Sual: İyilik etmenin dinimizdeki yeri nedir?
CEVAP
Muhammed Masum hazretleri buyuruyor ki:
Ömür kısadır. Sonsuz olan ahiret hayatında, insanın karşılaşacağı şeyler, dünyada yaşadığı hâle bağlıdır. Akıllı olan, ileriyi görebilen bir kimse, kısa olan dünyada, hep, ahirette iyi ve rahat yaşamaya sebep olan şeyleri yapar. İnsanlara hizmet etmek için çalışır. İnsanlara iyilik etmek, ahirette azaptan kurtulmaya ve Cennet nimetlerinin artmasına sebep olur. Hadis-i şeriflerde buyuruldu ki:
(Müslüman, Müslümanın kardeşidir. Onu incitmez, üzmez. Bir kimse bir Müslümanın aybını, kusurunu örterse, Allahü teâlâ, kıyamette onun ayıplarını, kabahatlerini örter.) [Buhari]

(Bazı kimseler, başkalarının ihtiyaçlarını karşılamak, onlara yardımcı olmak için yaratılmıştır. İhtiyaç sahipleri bunlara başvurur. Bunlar için ahirette azap korkusu olmaz.) [Taberani]

(Allahü teâlâ, bazılarına çok nimet vermiştir. Bunları, herkese faydalı olmak için yaratmıştır. Bu nimetleri dağıtırlarsa, azalmaz, dağıtmazlarsa bunlardan alıp, başkalarına verir.) [Taberani]

(Bir Müslümanın, din kardeşinin bir ihtiyacını karşılaması on yıl itikaftan iyidir. Allah rızası için bir gün itikaf ise, insanı Cehennem ateşinden pek çok uzaklaştırır.) [Taberani]

(Din kardeşinin bir işini yapana, melekler dua eder. O işi yapmaya giderken, her adımı için bir günahı af olur ve kıyamette çeşitli nimetlere kavuşur.) [İbni Mace)

(Din kardeşinin rahata kavuşması veya sıkıntıdan kurtulması için idarecilere gidip uğraşana, sırat köprüsünden, herkesin ayağı kaydığı zaman, Allahü teâlâ ona yardım eder.) [Taberani]

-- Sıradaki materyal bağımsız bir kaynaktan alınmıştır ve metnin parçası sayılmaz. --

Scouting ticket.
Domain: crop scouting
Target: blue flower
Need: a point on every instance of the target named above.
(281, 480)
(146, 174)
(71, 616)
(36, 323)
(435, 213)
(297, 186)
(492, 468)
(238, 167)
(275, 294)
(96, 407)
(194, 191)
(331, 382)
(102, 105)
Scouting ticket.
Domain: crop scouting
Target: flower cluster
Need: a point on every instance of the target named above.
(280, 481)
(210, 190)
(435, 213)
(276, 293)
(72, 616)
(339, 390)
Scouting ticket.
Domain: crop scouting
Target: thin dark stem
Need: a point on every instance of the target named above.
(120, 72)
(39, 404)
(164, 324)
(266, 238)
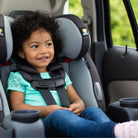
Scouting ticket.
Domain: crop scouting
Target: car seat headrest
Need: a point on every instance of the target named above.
(6, 43)
(74, 35)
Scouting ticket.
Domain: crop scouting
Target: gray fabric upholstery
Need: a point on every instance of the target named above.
(8, 36)
(71, 38)
(72, 47)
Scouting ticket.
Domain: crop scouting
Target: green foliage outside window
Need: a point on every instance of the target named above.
(120, 26)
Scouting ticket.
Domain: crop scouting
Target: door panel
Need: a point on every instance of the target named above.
(120, 73)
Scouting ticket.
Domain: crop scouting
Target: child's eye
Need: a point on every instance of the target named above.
(48, 44)
(34, 46)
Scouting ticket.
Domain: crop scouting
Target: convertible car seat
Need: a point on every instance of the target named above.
(75, 60)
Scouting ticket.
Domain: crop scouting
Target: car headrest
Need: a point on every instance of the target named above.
(6, 43)
(74, 35)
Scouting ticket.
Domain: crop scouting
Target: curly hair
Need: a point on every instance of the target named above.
(23, 27)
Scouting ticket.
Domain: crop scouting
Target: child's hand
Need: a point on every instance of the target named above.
(76, 108)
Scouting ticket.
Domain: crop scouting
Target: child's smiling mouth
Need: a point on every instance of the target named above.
(43, 58)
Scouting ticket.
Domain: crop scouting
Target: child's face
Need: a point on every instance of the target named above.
(38, 50)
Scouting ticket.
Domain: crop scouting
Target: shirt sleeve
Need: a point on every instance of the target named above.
(15, 82)
(67, 80)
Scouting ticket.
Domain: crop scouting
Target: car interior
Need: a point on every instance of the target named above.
(95, 85)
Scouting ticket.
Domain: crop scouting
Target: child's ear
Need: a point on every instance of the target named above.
(21, 54)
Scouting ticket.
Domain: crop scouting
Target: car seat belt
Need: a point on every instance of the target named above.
(57, 82)
(2, 40)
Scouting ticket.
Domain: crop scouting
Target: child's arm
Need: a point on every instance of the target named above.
(77, 104)
(17, 103)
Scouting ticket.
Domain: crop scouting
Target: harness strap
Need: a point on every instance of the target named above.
(3, 52)
(45, 85)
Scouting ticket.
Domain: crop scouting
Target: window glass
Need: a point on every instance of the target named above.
(120, 26)
(75, 8)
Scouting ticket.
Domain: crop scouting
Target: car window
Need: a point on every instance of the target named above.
(75, 8)
(120, 26)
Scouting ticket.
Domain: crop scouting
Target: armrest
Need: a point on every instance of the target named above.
(22, 127)
(123, 110)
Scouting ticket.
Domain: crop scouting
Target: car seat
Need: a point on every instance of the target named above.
(75, 60)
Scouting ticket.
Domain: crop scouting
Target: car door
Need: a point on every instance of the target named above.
(117, 60)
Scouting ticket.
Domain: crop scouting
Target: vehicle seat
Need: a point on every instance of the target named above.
(78, 64)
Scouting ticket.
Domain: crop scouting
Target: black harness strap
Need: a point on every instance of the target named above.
(45, 85)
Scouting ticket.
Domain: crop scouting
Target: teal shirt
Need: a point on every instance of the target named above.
(31, 96)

(Saygısızlık edene yumuşak davranan, zulmedeni affeden, vermeyene veren, kendisini arayıp, sormayan ahbabını, akrabasını gözeten, Cennette yüksek derecelere kavuşur.) [Taberani]

(Din kardeşine güler yüz göstermek, iyi şeyler öğretmek, kötülük yapmasını önlemek, sorana yol göstermek, sokaktaki pis ve zararlı şeyleri temizlemek, birer sadakadır.) [Tirmizi]

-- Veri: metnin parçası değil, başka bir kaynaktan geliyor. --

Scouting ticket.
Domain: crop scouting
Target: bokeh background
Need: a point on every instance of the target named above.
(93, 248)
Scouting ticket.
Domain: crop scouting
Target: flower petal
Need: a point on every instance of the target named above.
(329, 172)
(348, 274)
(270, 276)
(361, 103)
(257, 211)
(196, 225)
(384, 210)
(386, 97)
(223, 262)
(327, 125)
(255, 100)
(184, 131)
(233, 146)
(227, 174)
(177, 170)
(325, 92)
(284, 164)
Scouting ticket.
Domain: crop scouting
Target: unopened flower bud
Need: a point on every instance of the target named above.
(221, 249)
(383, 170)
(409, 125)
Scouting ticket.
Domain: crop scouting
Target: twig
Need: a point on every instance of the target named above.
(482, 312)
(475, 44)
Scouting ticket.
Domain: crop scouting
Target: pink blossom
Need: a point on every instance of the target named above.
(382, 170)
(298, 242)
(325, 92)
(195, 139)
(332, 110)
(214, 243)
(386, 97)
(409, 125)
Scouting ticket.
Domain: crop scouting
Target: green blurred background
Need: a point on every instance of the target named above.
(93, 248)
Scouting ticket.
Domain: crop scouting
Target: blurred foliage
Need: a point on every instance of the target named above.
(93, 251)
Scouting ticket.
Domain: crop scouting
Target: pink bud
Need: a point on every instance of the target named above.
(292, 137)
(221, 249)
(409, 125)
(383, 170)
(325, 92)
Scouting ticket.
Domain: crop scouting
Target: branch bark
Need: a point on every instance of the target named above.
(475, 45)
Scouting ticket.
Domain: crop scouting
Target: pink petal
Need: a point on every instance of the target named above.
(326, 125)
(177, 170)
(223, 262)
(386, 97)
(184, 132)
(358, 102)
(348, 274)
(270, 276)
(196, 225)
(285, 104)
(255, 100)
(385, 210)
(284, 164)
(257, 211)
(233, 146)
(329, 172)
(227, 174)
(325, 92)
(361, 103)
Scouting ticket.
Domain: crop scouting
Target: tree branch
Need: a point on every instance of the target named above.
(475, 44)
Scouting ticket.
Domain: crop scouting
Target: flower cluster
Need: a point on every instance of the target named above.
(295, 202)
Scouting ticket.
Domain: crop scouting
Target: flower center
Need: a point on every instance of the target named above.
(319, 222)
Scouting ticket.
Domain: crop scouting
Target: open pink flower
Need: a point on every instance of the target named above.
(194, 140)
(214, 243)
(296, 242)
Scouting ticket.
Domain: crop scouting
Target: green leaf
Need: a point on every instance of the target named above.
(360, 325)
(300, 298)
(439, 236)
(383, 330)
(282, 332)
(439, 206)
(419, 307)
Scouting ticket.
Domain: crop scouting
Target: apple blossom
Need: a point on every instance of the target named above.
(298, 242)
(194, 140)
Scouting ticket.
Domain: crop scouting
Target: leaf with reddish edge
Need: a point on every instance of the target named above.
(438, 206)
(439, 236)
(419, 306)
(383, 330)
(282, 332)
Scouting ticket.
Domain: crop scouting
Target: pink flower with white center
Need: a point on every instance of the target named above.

(Selam verirken gülümseyen, sadaka sevabına kavuşur.) [İ.E.dünya]

(Seferde, topluluğun efendisi, onlara hizmet edendir. Şehitlik hariç, hiçbir amel onun sevabına erişemez.) [Hakim]

(Kim, bir Müslümanın sıkıntısını giderip, onu sevindirse, Allahü teâlâ, kıyamette en sıkıntılı anlarda, onu sıkıntılardan kurtarır.) [Buhari]

(Din kardeşine yardım edenin yardımcısı, Allahü teâlâdır.) [Müslim]

(İmanı en kuvvetli olan, ahlakı en güzel ve hanımına karşı en yumuşak olandır.) [Tirmizi]

(Söz veriyorum, tartışmayan, haklı da olsa, kimseyi incitmeyen Cennete girer.) [Tirmizi]

(Müminler, birbirine karşı sevgi ve merhamette, bir vücut gibidir. Vücudun bir yeri rahatsız olunca, bütün vücut huzursuz olur. Oranın tedavisi ile meşgul olurlar. Müslümanlar da böyle birbirine yardıma koşar.) [Buhari]

(Çevrendekilerle güzel komşuluk et ve kendin için sevdiğini, başkaları için de sev ki Müslüman olasın.) [Harâiti]


İyiliği saçarak yapmalı

İslam âlimleri buyuruyor ki:
(Allahü teâlânın size nasıl muamele etmesini istiyorsanız, Onun kullarına öyle muamele ediniz.)
(İyiliği sayarak değil, saçarak yapınız.)
(Cömert verene değil, verdiğine sevinene denir.)
(Bütün kötülükler, hırlaşmalar almak üzerinedir. Bütün iyilikler, vermek üzerinedir.)

Herkese iyilik etmek, ödünç veya sadaka vermek çok sevaptır. Akrabaya yapılan iyilik daha sevaptır. Bir kadın, Resulullah efendimize, (Fakir kocama yardımda bulunsam, sadaka yerine geçer mi?) diye sual ettirdiğinde Peygamber efendimiz, (İki sevap vardır. Biri sadaka, diğeri de sıla-i rahim sevabı) buyurdu.

Hadis-i şeriflerde buyuruldu ki:
(Senden yüz çeviren akrabana verilen sadaka daha faziletlidir.) [Taberani]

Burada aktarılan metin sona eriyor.